We have determined the therapeutic effects of 17-DMAG on two different ATL model systems through its oral administration. First, we tested 17-DMAG induced prevention of Lck-Tax infiltration in SCID mice, and 5 and 15 mg/kg of oral administration of 17-DMAG for 2 weeks reduced 74% and 83% of Lck-Tax cells, respectively; splenomegaly or massive infiltration of Lck-Tax cells into livers and lungs was also significantly reduced (Figure 5). In all experiments, 17-DMAG mice did not show any body weight losses or inactiveness compared with saline controls.

We then switched to another ATL model experiment JEX/huNOG, which has humanized immune environment in NOG mice and has inoculated HTLV-1-producing Jurkat cells. With oral administration of both 15 and 25 mg/kg 17-DMAG to JEX/huNOG, four of eight mice survived more than 20 weeks, whereas saline controls died within 12 weeks (Figure 6a). 17-DMAG treatment also reduced the number of HTLV-1-infected cells in peripheral blood, suggesting that 17-DMAG treatment could intervene the clonal T-cell development to ATL (Figure 6b). Although this preliminary experiment did not provide statistically significant survival rates, efficacy of this treatment is indeed highly expected. It is necessary to find the optimized conditions suppressing the ATL cell proliferation without any serious side effects.

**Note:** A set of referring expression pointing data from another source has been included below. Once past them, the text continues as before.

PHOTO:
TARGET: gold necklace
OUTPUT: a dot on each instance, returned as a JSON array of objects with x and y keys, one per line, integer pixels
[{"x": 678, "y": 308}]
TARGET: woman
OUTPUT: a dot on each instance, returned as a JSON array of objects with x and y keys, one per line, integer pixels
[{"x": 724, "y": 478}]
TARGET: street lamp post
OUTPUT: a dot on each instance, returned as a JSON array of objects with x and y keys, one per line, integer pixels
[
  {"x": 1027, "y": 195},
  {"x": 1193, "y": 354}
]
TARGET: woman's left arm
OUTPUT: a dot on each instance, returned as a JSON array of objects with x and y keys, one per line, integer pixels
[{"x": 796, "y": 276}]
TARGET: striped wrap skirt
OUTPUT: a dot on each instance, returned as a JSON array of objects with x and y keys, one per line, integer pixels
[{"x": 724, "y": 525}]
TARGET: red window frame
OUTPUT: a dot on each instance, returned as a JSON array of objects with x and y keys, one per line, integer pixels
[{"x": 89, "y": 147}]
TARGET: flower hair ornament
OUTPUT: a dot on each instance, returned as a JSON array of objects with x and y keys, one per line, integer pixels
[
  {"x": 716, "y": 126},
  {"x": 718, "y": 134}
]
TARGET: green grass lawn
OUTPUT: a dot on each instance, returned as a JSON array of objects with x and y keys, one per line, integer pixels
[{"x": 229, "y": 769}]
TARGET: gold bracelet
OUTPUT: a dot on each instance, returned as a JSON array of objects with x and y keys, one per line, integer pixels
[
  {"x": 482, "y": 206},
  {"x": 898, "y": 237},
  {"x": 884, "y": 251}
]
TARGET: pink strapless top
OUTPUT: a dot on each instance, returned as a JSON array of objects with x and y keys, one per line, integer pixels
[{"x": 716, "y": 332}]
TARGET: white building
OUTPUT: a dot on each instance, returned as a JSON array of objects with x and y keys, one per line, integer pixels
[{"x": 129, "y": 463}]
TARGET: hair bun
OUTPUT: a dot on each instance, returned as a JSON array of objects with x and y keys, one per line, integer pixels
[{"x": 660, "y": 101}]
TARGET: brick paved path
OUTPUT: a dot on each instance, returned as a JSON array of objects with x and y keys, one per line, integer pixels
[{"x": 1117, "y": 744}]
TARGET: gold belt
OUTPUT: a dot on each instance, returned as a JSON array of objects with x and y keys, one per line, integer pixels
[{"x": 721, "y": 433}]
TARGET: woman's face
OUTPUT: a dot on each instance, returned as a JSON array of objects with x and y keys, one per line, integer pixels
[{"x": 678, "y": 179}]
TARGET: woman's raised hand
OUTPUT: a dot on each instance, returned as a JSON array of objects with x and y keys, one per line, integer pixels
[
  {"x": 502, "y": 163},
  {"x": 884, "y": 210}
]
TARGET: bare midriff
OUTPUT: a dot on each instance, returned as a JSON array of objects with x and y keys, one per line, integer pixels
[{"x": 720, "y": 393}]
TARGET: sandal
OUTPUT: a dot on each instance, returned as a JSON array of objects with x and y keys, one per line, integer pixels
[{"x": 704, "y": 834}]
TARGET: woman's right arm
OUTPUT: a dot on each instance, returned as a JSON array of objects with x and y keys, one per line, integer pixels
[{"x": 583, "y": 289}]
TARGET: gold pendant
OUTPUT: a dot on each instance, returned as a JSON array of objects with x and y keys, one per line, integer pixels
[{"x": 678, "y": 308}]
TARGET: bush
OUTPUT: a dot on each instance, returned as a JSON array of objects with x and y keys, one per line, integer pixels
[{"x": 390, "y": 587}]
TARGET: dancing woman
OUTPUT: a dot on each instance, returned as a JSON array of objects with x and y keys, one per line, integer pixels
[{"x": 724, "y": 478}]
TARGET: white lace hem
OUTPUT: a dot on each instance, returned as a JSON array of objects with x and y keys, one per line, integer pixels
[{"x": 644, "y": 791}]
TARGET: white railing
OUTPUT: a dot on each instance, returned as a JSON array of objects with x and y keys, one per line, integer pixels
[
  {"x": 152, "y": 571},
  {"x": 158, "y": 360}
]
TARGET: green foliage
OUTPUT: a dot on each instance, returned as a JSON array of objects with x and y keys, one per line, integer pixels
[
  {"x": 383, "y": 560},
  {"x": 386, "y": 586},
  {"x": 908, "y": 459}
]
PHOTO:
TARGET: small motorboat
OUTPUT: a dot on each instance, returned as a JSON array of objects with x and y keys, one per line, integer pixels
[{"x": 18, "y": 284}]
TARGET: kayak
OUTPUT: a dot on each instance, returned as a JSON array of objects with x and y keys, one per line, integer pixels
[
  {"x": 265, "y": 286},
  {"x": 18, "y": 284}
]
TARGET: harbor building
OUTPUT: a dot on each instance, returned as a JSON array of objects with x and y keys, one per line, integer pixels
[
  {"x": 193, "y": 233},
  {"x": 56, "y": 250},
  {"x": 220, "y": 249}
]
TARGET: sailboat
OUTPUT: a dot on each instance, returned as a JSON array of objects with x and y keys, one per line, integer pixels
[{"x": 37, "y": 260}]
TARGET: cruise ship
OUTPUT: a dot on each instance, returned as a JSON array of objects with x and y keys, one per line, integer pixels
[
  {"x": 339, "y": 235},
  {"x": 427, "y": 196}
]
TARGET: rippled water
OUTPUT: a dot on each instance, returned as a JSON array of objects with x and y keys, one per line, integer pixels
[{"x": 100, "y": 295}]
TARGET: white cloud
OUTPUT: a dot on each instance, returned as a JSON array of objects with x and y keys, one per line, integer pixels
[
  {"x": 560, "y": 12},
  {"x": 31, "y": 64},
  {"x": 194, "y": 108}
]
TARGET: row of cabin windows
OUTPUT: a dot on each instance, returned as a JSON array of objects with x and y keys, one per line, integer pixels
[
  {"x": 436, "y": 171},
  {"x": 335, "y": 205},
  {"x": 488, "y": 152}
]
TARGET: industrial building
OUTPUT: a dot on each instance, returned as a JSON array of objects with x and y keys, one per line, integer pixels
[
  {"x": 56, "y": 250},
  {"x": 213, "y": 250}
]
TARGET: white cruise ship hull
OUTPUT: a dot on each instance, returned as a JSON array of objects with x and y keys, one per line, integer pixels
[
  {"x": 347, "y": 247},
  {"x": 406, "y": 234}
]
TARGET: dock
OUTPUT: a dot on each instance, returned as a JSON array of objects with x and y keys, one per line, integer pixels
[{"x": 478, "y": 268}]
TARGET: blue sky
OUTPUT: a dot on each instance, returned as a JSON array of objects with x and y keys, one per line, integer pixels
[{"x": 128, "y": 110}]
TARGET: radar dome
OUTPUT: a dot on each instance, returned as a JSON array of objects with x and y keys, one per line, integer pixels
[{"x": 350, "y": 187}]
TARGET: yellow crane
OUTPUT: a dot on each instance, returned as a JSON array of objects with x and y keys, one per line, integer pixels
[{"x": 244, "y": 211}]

Tax has pleiotropic effects on intra-cellular or inter-cellular signalings including mitotic checkpoint disruption,48 aberrant cell-cycle progression49, 50 and altered chemotaxis.51 The present ATL treatment protocols target the cytoskeletons or DNA replications with multiple doses of anticancer drugs (called as LSG15), and significant side effects by this treatment have been frequently recognized.40 We have recently demonstrated the potential uses of molecularly targeted inhibitors of ATL cell proliferation, such as a MDM-2 ubiquitin ligase inhibitor Nutlin-3a41 or CXCR4 antagonist AMD3100.51 Nutlin-3a induces growth arrest and senescent-cell death of ATL cells at the 10 μM concentration, but normal PBLs are also significantly affected.41 The combined use of 17-DMAG (0.1 μM) and Nutlin-3a (1 μM), suboptimal concentration for single use, significantly enhanced both apoptotic and growth suppressive effects (Figures 7a and b). This concurrent effects can be manifested with the division of caspase-3/7 values by Cell Counting Kit 8 values (Figure 7c). Besides Nutlin-3a, we also tested the efficacy of 17-DMAG plus LSG15 (without predonisolone; Supplementary Figure 6). Unlike the results of 17-DMAG/Nutlin-3a, 17-DMAG/LSG15 did not show any clear additive effects probably because LSG15 affects cell-cycle progression with a wide range of spectrum, but the effects of Nutlin-3a are specifically restricted to p53 stabilization.

It remains to be seen whether 17-DMAG is effective for ATL patients’ treatment; elsewhere Hertlein et al.52 have reported 17-DMAG’s clinical application against chronic lymphocytic leukemia. Perhaps in future studies, 17-DMAG and other new drugs with novel anti-ATL activities such as Nutlin-3a, AMD3100 or a monoclonal anti-CCR4 antibody (KW-0761)53 will provide more effective and less toxic ATL therapy.